Consta que Governo central e autarquias estão a pôr mãos à obra. Há notícias de que se deu início no Algarve ao incremento em habitações sociais. Há chaves que estão a ser entregues, há várias que vão ser em breve posta nas mãos de novos proprietários. Sobre o assunto, parece haver vários projetos em marcha. É uma felicidade saber que se inicia um programa que tem em conta a habitação com justiça e dignidade. Mas esse é um plano que responde à carência, por certo não fará levantar do território este tipo de urbanização selvagem. Ou querem deixar que o Algarve interior crie, por colinas e planícies, novas “Ilhas de Faro”? Que tenha de vir um programa qualquer da Europa, lá para 2040, derrubar a camartelo este tipo de construção?

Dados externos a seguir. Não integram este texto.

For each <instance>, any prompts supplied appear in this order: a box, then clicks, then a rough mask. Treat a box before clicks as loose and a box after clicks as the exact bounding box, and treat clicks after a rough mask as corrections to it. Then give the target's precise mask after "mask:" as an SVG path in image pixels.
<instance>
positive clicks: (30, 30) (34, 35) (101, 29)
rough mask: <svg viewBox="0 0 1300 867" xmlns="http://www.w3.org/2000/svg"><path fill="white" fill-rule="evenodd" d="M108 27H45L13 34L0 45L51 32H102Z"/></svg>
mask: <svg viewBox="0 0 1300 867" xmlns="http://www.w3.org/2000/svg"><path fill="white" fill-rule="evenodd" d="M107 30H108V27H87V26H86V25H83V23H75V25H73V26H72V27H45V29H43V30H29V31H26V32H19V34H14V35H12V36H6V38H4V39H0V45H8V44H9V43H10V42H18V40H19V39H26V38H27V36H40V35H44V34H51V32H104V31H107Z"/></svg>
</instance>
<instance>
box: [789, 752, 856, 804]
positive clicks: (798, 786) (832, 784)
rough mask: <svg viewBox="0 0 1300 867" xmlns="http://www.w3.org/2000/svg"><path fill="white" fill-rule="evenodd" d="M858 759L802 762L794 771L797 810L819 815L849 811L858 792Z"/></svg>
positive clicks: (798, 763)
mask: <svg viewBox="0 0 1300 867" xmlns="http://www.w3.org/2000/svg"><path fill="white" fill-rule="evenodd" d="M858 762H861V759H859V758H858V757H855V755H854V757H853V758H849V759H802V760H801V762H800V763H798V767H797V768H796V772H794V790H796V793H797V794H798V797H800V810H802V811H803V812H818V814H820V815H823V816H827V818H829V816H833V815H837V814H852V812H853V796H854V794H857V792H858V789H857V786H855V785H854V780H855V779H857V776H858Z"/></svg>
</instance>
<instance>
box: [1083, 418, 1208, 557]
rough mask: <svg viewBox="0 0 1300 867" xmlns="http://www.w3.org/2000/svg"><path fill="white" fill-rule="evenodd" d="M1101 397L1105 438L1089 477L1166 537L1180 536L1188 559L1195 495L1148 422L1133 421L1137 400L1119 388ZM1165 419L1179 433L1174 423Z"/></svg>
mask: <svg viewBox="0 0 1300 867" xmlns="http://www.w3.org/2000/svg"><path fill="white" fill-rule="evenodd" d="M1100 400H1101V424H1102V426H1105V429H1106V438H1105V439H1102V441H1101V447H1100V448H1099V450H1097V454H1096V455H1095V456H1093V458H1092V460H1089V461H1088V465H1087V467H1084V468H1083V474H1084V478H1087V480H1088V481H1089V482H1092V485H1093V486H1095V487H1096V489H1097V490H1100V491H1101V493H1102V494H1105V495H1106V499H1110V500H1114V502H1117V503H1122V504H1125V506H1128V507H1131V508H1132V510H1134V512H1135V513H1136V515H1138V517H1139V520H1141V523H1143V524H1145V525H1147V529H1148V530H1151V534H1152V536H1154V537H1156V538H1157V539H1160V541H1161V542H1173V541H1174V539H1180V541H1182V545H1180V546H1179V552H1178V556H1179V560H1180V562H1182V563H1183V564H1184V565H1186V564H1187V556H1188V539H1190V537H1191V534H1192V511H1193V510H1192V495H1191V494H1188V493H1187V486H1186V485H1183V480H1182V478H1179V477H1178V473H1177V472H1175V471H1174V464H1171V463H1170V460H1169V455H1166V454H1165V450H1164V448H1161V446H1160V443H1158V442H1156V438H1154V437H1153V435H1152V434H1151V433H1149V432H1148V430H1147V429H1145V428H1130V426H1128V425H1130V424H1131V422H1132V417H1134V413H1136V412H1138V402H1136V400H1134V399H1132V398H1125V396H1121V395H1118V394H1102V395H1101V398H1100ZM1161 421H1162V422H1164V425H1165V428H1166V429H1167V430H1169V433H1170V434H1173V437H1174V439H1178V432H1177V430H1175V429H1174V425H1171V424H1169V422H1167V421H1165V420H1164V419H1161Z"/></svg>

Por certo que enquanto escrevo esta crónica, estará alguém, a levantar uma cerca à mais recente casinha de madeira. Amanhã, talvez já lá estejam dois leõezinhos de pedra. Rápido e eficaz. Ora vejam só o que não sofreria quem quisesse levantar uma casa de tijolo e telha! Levaria quase tanto tempo a obter licenças e a responder a quesitos, do que os responsáveis pelas barracas e terem notícia dos autos. Em tempos românticos, Goethe escreveu a frase imorredoira – “Plantei a minha casa sobre o nada, por isso o mundo inteiro é meu”. Agora, em tempos mais concertos e com mentes mais realistas, podemos dizer – “Plantei a minha casa fora da lei, por isso o mundo inteiro é meu”. Ou como dizia um outro dono de uma casinha dessas – “Ela já lá está. Tentem pegar-me por aqui, pela sola dos meus sapatos”.
Vêm aí as autárquicas. Será que vai tudo ficar como está?
Flagrante cansaço: De certas palavras: resiliência, empoderamento, implementação, narrativa, alavancagem, engajar, performante e… etcetrizar. Já basta!